We must not, however, forbear to mention some slight defects, which we would wish much to see supplied, whenever it comes to another edition. In addition to the general index, there should be a separate index to each volume. In the first volume, only some of the families of minerals are enumerated, and for no other reason than that the Table might all be contained in one page. Another defect in the same part of the work is, that little is said of what are called compound rocks, or even of the different soils; and nothing at all of what every one has often occasion to hear mentioned, we mean the manner in which the earth is supposed to have been formed. Now we think that it would be interesting, and at the same time easy, to give a short account of these rocks, and, above all, of the different kinds of soils, and also to give some idea of what is meant by the theories of the earth. Another subject which we should have expected to see noticed, is fossil remains. In this there is much to interest and amuse; and it certainly falls within the author's plan. All these things would add little to the size, while they would greatly increase the value of the publication. It is proper also to remark, that the author might have taken more frequent occasion than he has done to impress on the minds of his readers the appearances of wisdom and goodness which are so often to be met with in the works of nature. In books intended for the use of the young, this is a duty that ought never to be omitted; and the performance of it constitutes one great excellence in the writings of Bigland and Mavor. Of the style and manner we cannot give a better idea, than by making an extract almost at random, which may be considered a fair specimen of what the book contains.
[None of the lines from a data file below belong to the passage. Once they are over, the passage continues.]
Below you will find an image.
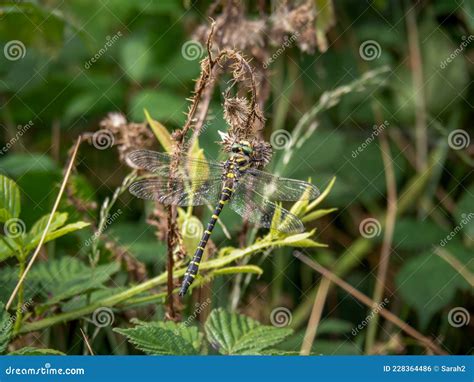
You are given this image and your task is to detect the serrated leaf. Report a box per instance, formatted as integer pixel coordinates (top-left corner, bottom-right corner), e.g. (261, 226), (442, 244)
(26, 212), (68, 241)
(0, 175), (20, 223)
(8, 346), (66, 355)
(0, 302), (13, 353)
(114, 321), (201, 355)
(144, 109), (172, 153)
(25, 212), (90, 252)
(274, 230), (327, 247)
(301, 208), (337, 223)
(205, 308), (293, 354)
(28, 257), (120, 304)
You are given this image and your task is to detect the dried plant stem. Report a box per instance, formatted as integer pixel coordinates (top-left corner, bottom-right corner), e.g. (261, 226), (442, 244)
(292, 149), (438, 327)
(435, 247), (474, 288)
(365, 106), (397, 353)
(294, 252), (448, 355)
(406, 5), (428, 172)
(5, 137), (82, 310)
(300, 277), (331, 355)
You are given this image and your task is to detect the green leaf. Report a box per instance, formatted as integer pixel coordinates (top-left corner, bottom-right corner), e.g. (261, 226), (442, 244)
(145, 109), (172, 153)
(274, 230), (327, 247)
(28, 257), (120, 305)
(114, 321), (201, 355)
(315, 0), (336, 52)
(25, 212), (90, 251)
(0, 302), (13, 353)
(8, 346), (66, 355)
(453, 186), (474, 247)
(0, 175), (20, 223)
(205, 308), (293, 354)
(396, 242), (474, 327)
(120, 38), (153, 82)
(301, 208), (337, 223)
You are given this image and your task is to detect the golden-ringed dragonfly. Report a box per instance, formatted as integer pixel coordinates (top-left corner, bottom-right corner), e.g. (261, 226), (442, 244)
(128, 141), (319, 296)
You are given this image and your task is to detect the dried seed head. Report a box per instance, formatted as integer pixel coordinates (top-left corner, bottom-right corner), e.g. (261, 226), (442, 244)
(100, 112), (154, 162)
(270, 0), (316, 53)
(224, 97), (251, 136)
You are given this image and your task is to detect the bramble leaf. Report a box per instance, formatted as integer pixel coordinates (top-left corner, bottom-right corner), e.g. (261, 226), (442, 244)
(205, 308), (293, 354)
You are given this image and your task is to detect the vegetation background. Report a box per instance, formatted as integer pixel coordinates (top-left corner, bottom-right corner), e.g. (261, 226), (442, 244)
(0, 0), (474, 354)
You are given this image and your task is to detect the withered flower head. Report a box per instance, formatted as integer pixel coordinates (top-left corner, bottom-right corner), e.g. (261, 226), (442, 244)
(224, 97), (250, 135)
(270, 0), (317, 53)
(100, 112), (154, 162)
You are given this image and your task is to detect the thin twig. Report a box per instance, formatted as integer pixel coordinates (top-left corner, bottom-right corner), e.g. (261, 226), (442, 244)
(294, 252), (448, 355)
(300, 277), (331, 355)
(435, 247), (474, 288)
(406, 5), (428, 172)
(365, 110), (398, 353)
(6, 136), (82, 310)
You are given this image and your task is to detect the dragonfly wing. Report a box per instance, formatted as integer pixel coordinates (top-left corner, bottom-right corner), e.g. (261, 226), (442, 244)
(229, 183), (304, 233)
(127, 150), (224, 206)
(127, 150), (224, 179)
(241, 168), (319, 201)
(129, 177), (222, 207)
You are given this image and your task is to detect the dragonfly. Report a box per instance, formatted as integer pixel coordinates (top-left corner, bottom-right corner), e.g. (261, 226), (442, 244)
(128, 140), (319, 297)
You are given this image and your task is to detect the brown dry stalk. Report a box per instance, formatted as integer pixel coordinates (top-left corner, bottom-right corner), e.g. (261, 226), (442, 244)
(300, 277), (331, 355)
(294, 252), (448, 355)
(365, 111), (398, 353)
(5, 136), (82, 310)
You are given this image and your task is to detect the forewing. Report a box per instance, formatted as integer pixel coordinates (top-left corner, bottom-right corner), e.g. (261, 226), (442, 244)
(241, 168), (319, 201)
(229, 183), (304, 233)
(128, 150), (223, 206)
(127, 150), (223, 179)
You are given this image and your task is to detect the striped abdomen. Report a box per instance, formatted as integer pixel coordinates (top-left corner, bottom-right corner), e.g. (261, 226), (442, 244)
(179, 182), (234, 296)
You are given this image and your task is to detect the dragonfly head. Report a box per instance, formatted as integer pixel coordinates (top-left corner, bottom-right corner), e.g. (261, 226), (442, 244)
(231, 140), (253, 156)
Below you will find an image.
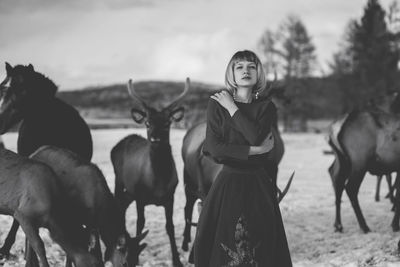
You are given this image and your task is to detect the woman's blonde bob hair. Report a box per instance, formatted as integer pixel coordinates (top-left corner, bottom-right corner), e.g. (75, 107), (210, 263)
(225, 50), (267, 96)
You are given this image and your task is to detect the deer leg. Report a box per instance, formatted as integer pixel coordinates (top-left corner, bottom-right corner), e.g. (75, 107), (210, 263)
(165, 197), (183, 267)
(182, 180), (196, 251)
(15, 217), (49, 267)
(88, 228), (103, 260)
(386, 173), (394, 204)
(0, 219), (19, 258)
(65, 255), (72, 267)
(329, 159), (346, 232)
(25, 238), (39, 267)
(375, 175), (382, 201)
(392, 173), (400, 232)
(136, 201), (145, 236)
(346, 171), (370, 233)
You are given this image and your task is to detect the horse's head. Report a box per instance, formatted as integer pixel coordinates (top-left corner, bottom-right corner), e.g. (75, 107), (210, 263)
(128, 78), (190, 143)
(109, 230), (149, 267)
(0, 62), (57, 134)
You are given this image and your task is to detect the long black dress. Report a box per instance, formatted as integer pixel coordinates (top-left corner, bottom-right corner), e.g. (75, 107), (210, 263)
(194, 99), (292, 267)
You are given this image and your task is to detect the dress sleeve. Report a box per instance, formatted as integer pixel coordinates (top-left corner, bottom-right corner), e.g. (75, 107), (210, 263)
(203, 99), (250, 162)
(231, 101), (277, 146)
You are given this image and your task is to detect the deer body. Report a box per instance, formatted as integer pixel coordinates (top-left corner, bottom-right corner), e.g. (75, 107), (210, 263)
(111, 79), (189, 266)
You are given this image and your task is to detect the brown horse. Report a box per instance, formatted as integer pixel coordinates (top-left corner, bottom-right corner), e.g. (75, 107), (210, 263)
(30, 146), (147, 267)
(111, 78), (189, 266)
(0, 63), (93, 262)
(0, 149), (102, 267)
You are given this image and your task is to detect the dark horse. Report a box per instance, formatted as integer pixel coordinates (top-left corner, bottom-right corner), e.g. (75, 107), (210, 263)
(0, 63), (93, 264)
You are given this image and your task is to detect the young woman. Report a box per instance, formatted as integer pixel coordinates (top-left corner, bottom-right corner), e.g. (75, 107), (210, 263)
(194, 50), (292, 267)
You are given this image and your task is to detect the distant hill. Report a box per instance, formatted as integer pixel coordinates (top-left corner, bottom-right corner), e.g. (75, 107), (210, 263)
(57, 81), (223, 128)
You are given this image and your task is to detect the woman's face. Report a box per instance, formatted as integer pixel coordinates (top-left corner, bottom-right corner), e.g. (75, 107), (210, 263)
(233, 60), (257, 88)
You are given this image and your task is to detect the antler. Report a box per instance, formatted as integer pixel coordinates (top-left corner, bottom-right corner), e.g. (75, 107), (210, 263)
(165, 77), (190, 109)
(127, 79), (148, 109)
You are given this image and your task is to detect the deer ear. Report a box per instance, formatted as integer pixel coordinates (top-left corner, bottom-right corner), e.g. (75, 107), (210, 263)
(138, 243), (147, 255)
(6, 62), (12, 74)
(135, 230), (149, 242)
(169, 107), (185, 121)
(131, 108), (146, 123)
(117, 235), (126, 251)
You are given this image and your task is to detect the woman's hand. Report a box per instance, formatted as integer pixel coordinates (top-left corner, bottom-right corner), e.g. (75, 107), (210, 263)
(211, 90), (239, 117)
(249, 132), (275, 155)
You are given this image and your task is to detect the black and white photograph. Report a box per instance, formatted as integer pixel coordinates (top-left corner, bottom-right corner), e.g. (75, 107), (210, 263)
(0, 0), (400, 267)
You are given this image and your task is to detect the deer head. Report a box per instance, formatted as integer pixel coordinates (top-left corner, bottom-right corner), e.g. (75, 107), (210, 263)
(128, 78), (190, 143)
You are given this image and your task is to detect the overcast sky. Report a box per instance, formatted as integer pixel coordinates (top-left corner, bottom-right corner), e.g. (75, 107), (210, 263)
(0, 0), (392, 90)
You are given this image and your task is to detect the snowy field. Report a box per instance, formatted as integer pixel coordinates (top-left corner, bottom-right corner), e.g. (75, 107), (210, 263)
(0, 129), (400, 267)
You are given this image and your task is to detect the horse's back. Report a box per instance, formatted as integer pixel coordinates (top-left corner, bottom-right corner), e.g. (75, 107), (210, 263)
(18, 99), (93, 160)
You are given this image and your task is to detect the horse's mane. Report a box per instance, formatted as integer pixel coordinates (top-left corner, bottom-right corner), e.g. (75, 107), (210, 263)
(14, 65), (58, 96)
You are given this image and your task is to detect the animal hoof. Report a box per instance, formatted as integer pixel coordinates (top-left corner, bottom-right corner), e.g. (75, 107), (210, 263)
(174, 260), (183, 267)
(0, 251), (10, 262)
(363, 226), (371, 234)
(335, 225), (343, 233)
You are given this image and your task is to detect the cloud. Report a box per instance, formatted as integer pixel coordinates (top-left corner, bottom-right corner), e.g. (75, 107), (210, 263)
(0, 0), (160, 14)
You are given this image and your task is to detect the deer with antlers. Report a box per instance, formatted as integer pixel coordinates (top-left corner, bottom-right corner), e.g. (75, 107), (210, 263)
(111, 78), (190, 266)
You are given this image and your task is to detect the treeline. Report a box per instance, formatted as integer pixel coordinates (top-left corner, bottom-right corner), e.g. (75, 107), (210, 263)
(59, 0), (400, 131)
(54, 77), (344, 128)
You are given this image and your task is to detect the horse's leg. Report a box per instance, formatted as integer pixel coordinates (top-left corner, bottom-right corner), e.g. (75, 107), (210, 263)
(15, 217), (49, 267)
(392, 173), (400, 232)
(136, 201), (145, 236)
(386, 173), (395, 204)
(329, 158), (346, 232)
(0, 219), (19, 258)
(375, 175), (382, 201)
(346, 170), (370, 233)
(25, 238), (39, 267)
(164, 196), (183, 267)
(88, 227), (103, 261)
(182, 170), (196, 251)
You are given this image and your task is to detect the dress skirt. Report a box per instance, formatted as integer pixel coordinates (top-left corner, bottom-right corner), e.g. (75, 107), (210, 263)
(194, 165), (292, 267)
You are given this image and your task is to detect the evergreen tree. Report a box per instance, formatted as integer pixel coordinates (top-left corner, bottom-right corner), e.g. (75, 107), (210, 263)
(259, 15), (316, 79)
(331, 0), (399, 110)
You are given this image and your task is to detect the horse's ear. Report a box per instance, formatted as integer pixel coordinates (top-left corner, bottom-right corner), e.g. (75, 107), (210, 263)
(6, 62), (12, 74)
(28, 64), (35, 71)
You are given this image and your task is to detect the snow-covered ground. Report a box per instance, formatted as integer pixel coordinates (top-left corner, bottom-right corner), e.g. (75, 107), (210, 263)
(0, 129), (400, 267)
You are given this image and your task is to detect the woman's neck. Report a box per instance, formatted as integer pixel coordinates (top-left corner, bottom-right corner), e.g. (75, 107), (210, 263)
(233, 88), (252, 103)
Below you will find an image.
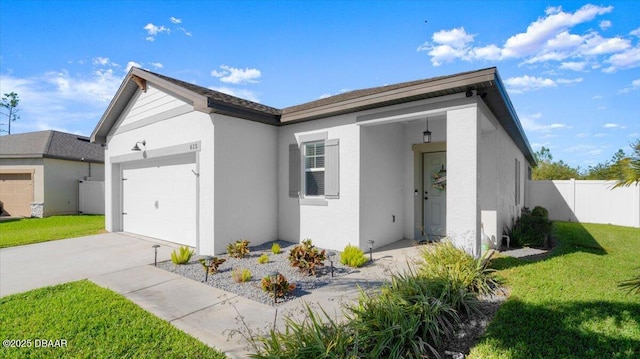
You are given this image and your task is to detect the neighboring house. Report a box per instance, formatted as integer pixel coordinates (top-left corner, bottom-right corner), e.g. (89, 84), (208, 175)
(0, 131), (104, 217)
(91, 68), (535, 254)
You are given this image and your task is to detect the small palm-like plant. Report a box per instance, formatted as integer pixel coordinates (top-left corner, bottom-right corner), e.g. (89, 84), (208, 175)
(418, 241), (500, 294)
(260, 274), (296, 298)
(258, 253), (269, 264)
(227, 239), (249, 258)
(271, 243), (280, 254)
(198, 257), (227, 274)
(231, 268), (253, 283)
(289, 239), (326, 275)
(171, 246), (193, 264)
(340, 244), (367, 268)
(613, 139), (640, 188)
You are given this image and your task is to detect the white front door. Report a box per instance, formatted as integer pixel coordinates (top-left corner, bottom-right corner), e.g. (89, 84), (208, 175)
(422, 152), (447, 240)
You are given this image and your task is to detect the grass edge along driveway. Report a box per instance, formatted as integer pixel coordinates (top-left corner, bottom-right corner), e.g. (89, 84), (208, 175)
(0, 280), (226, 359)
(0, 215), (105, 248)
(469, 222), (640, 359)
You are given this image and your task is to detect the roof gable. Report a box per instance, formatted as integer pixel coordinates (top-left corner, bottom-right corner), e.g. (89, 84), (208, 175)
(0, 130), (104, 163)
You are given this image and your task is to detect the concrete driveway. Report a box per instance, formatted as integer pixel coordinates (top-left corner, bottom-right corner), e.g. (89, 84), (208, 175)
(0, 233), (174, 297)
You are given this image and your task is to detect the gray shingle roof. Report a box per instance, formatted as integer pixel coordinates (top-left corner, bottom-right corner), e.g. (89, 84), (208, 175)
(0, 130), (104, 163)
(140, 69), (280, 115)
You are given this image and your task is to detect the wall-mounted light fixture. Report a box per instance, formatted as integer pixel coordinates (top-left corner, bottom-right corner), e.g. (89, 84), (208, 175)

"The common pear is a well-known garden fruit, derived from an English stock, the wild pear tree (Pyrus communis), which grows in hedges and thickets in Somersetshire and Sussex. It would be an endless task to describe the different known varieties of the cultivated pear. Some of these are very large, and others extremely small: some have a rich and luscious flavour, and others, as the iron pear, are so hard and disagreeable to the taste, as to be absolutely unfit to eat. Pears are chiefly used in desserts; and one or two of the kinds are stewed with sugar, baked, or preserved in syrup.
"The fermented juice of pears is called perry, and is prepared nearly in the same manner as that of apples is for cider. The greatest quantities of perry are made in Worcestershire and Herefordshire. The Squash, the Oldfield, and the Barland perry are esteemed the best. Many of the dealers in champaigne wine are said to use perry to a great extent in the adulteration of it: and indeed, real good perry is little inferior in flavour or quality to champaigne.
"Of the wood of the pear tree, which is light, smooth, compact, and of a yellowish colour, carpenters' and joiners' tools are usually made, as well as the common kinds of flat rulers, and measuring scales. It is also used for picture frames that are to be stained black. The leaves impart a yellow dye, and are sometimes employed to communicate a green colour to blue cloth."